Amazon’s help in vaccine deployment and delivery is a game changer for the government in its efforts to get a leg-up against the coronavirus pandemic. Having people vaccinated as soon as possible might help save many people’s lives.
DHL’s role in COVID19 supply chain
DHL is another company that has been heavily affected by the coronavirus pandemic. The global logistics company experienced a surge in shipping volumes related to PPEs, medical supplies, and e-commerce related purchases. However, the pandemic’s impact also meant many countries closed their borders to control the viral spread, and flights were grounded. The company had a rough time accessing most countries.
The first wave of the pandemic was enough to uncover the vulnerabilities in global supply chains. DHL is among the companies that have vast experience in the segment, but grounded flights and closed borders proved to be difficult challenges to navigate. However, the company’s business model still meant that it was one of the ideal industry players that could help deploy the vaccines across the world. It was also one of the logistics companies that helped paint an accurate picture of the logistics challenges involved in coronavirus vaccine distribution across the world.
What will it take to vaccinate the entire world?
More than 7 billion people globally, and defeating COVID19 means rolling out vaccines to everyone for immunization. This is a huge undertaking and has its fair share of challenges. AstraZeneca, Pfizer, and Moderna are the three main companies whose vaccines have been approved for combatting the viral spread. The three companies claim that they can produce 5.3 billion vaccines in 2021, and getting that many vaccines across the world is a logistics nightmare.

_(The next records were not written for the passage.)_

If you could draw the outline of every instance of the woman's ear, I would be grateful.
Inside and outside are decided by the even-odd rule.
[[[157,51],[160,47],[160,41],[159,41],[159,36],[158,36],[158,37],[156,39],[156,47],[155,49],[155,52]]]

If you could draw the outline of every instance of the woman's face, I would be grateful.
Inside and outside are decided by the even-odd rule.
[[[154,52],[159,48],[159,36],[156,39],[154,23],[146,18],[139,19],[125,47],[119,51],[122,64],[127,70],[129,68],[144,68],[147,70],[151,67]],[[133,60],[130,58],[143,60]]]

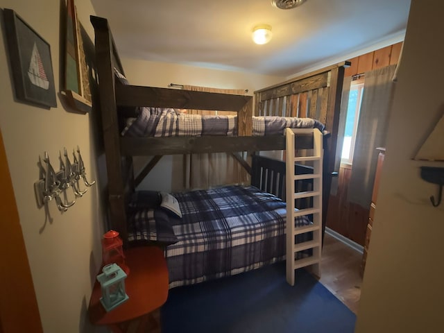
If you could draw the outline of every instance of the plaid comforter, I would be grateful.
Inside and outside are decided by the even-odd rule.
[[[286,128],[318,128],[324,126],[311,118],[275,116],[253,117],[253,135],[282,135]],[[187,114],[163,108],[142,108],[137,118],[128,121],[122,134],[129,137],[172,137],[237,134],[237,116]]]
[[[165,250],[170,288],[284,259],[285,203],[277,197],[252,186],[195,190],[174,196],[182,219],[171,220],[179,241]],[[297,225],[310,223],[304,216],[296,221]]]

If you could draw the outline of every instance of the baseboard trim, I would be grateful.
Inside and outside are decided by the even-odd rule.
[[[330,234],[332,237],[336,238],[337,240],[341,241],[344,244],[350,246],[353,250],[358,251],[360,253],[364,253],[364,246],[358,244],[357,243],[348,239],[339,232],[330,229],[328,227],[325,227],[325,233]]]

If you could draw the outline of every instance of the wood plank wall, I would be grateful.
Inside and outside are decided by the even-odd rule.
[[[401,42],[350,59],[352,65],[345,69],[345,76],[352,76],[397,64],[402,46]],[[369,207],[363,207],[348,200],[352,169],[352,166],[349,164],[342,164],[339,169],[336,194],[330,195],[329,199],[327,226],[364,246]]]

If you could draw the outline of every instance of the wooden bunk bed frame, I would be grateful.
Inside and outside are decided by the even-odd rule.
[[[253,97],[250,96],[193,92],[176,89],[123,85],[117,82],[114,69],[124,75],[117,52],[108,20],[91,16],[95,31],[96,67],[99,76],[99,92],[101,113],[102,135],[108,171],[109,228],[120,232],[127,242],[127,203],[128,193],[155,165],[162,155],[198,153],[239,151],[257,152],[285,149],[285,136],[253,137]],[[323,235],[330,190],[334,174],[340,100],[346,62],[338,64],[316,72],[291,79],[279,85],[255,92],[256,115],[281,115],[307,117],[320,120],[326,126],[328,134],[324,135],[324,163],[323,176]],[[298,107],[296,107],[297,103]],[[151,106],[237,111],[238,136],[237,137],[125,137],[120,133],[124,119],[134,116],[135,107]],[[96,108],[97,110],[97,108]],[[287,113],[286,110],[293,111]],[[303,111],[307,110],[307,111]],[[298,148],[311,148],[312,138],[299,140]],[[255,154],[253,154],[254,155]],[[151,161],[135,178],[133,156],[153,156]],[[258,161],[270,164],[269,159],[253,158],[251,183],[261,189],[285,198],[284,184],[280,189],[270,187],[270,180],[264,181],[263,167]],[[285,174],[285,164],[278,161],[278,166]],[[245,163],[242,163],[245,166]],[[283,169],[282,169],[283,168]],[[262,170],[262,171],[261,171]],[[307,171],[302,171],[307,172]],[[309,171],[308,171],[309,172]],[[278,174],[278,172],[269,173]],[[282,181],[282,180],[281,180]],[[278,191],[278,192],[277,192]]]

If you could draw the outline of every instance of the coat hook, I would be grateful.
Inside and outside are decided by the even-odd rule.
[[[438,200],[432,196],[430,201],[433,207],[438,207],[443,198],[443,187],[444,186],[444,168],[436,166],[421,166],[421,178],[426,182],[436,184],[439,187]]]
[[[439,192],[438,194],[438,200],[437,201],[435,201],[435,197],[434,196],[432,196],[430,197],[430,201],[432,201],[432,205],[433,205],[433,207],[438,207],[441,203],[441,199],[443,198],[443,186],[444,186],[444,185],[441,185],[439,187]]]

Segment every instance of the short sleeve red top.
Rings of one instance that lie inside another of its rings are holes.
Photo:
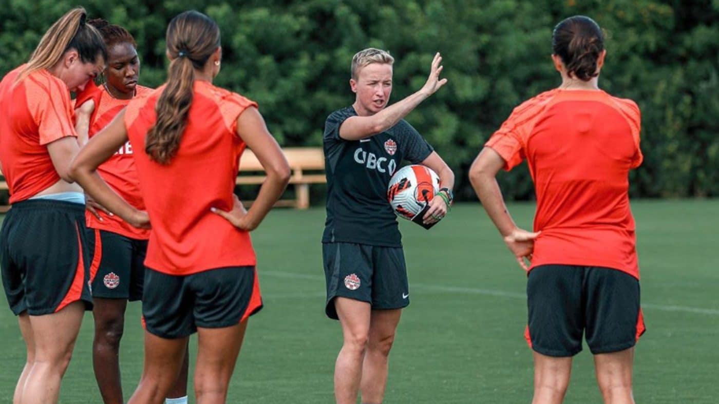
[[[10,203],[28,199],[60,180],[47,144],[77,136],[68,86],[46,70],[16,82],[24,68],[0,81],[0,162]]]
[[[95,109],[91,117],[88,132],[91,138],[109,124],[130,101],[129,99],[113,98],[104,87],[96,88],[96,92],[91,97],[95,101]],[[138,86],[135,98],[147,96],[152,91],[152,88]],[[118,195],[132,206],[144,211],[145,203],[139,192],[133,152],[132,144],[128,141],[109,160],[100,165],[97,170]],[[111,216],[101,211],[98,213],[102,217],[102,221],[89,211],[85,212],[88,227],[112,231],[131,239],[146,240],[150,238],[150,230],[133,227],[117,216]]]
[[[124,116],[152,226],[145,265],[175,275],[255,265],[249,234],[210,208],[232,208],[239,159],[245,148],[236,133],[237,120],[257,104],[207,81],[195,81],[180,147],[170,164],[163,165],[150,160],[145,144],[164,88],[132,100]]]
[[[555,89],[518,106],[485,144],[526,160],[537,198],[532,267],[596,266],[637,279],[628,173],[642,161],[639,109],[602,91]]]

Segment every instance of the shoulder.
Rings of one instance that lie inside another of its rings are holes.
[[[630,119],[636,122],[638,122],[641,119],[641,112],[639,111],[639,106],[633,100],[620,98],[609,94],[608,96],[609,96],[609,98],[614,106]]]
[[[557,94],[557,89],[549,90],[525,101],[512,110],[510,118],[518,124],[531,120],[545,111]]]
[[[39,70],[27,75],[22,80],[29,98],[34,96],[50,96],[50,98],[66,98],[70,100],[70,91],[65,82],[45,69]]]
[[[230,109],[232,109],[232,107],[234,107],[234,109],[244,110],[249,106],[257,106],[257,102],[242,94],[230,91],[221,87],[209,85],[204,91],[202,91],[202,93],[203,95],[210,97],[212,101],[218,104],[228,104],[227,106],[230,107]]]
[[[163,84],[157,88],[148,88],[147,91],[144,91],[140,92],[139,90],[137,94],[127,103],[127,107],[125,109],[125,125],[129,127],[133,122],[137,119],[140,112],[145,109],[145,106],[148,104],[152,106],[150,112],[151,114],[155,114],[155,103],[162,95],[162,91],[165,90],[166,84]]]
[[[354,109],[351,106],[346,106],[344,108],[341,108],[336,111],[332,111],[331,114],[327,116],[326,122],[331,121],[344,121],[345,119],[350,116],[354,116],[357,115],[357,112],[354,111]]]

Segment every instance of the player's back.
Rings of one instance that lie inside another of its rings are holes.
[[[256,104],[206,81],[195,81],[179,147],[170,163],[162,165],[145,152],[145,135],[155,124],[155,104],[164,88],[131,101],[125,115],[152,226],[146,265],[173,275],[254,265],[249,234],[210,208],[232,208],[238,158],[245,147],[235,133],[236,121]]]
[[[0,162],[11,203],[60,180],[47,144],[75,134],[65,83],[44,69],[17,81],[24,68],[18,67],[0,82]]]
[[[641,162],[639,130],[631,100],[555,89],[517,107],[487,143],[513,156],[508,167],[523,159],[529,165],[541,231],[533,267],[603,266],[638,276],[628,175]]]

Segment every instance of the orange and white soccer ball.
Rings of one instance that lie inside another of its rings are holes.
[[[429,167],[414,164],[400,168],[390,180],[387,199],[397,216],[412,220],[439,192],[439,176]]]

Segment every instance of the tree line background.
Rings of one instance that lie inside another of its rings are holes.
[[[222,32],[215,83],[257,101],[284,147],[321,145],[327,115],[354,101],[357,51],[395,56],[393,101],[421,88],[441,52],[448,84],[407,120],[454,169],[460,199],[475,198],[467,171],[512,109],[559,85],[554,26],[588,15],[606,32],[600,87],[642,111],[632,196],[719,195],[719,0],[0,0],[0,74],[77,5],[134,36],[148,86],[165,78],[168,22],[209,14]],[[499,180],[508,199],[533,198],[526,165]]]

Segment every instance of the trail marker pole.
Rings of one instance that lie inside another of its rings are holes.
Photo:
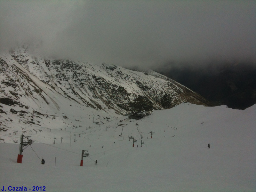
[[[151,133],[151,139],[152,139],[152,135],[155,133],[155,132],[152,132],[152,131],[148,133]]]
[[[143,141],[142,142],[142,140],[141,140],[141,143],[140,144],[140,147],[142,147],[142,144],[144,144],[144,141]]]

Some of the vaccines need to be stored in extremely cold temperatures down to -80°C. Existing medical supply chains distribute medicines at temperatures ranging between -2°C to -8°C, which means they are not equipped to facilitate the global distribution of coronavirus vaccines. Such medical supply chains will have to invest heavily to have the right capacity and the right cooling boxes that can deliver the vaccines under extremely cold temperatures.
According to DHL, roughly 15 million cooling boxes will be required to facilitate 200,000 pallet shipments, and it would take about 15,000 flights to make it happen. DHL has a lot of experience working with cold storage solutions for vaccines in the past. Its partnership with healthcare and pharmaceutical industry players focuses on distributing medicines to hospitals, research facilities, and labs. This experience is paying off for DHL to make it a pivotal player in global vaccine delivery of COVID19 vaccines.
2021 is presenting challenges similar to those experienced in 2020 due to the new wave of infections. Some countries have already closed their borders, meaning companies like Amazon and DHL have to go through delays to get vaccines and other essentials across borders. It might call for governments across the world to collaborate in an effort to facilitate smoother and speedier vaccine delivery operations. Medical supply chains will have to be brought up to the capacity to ensure mission success.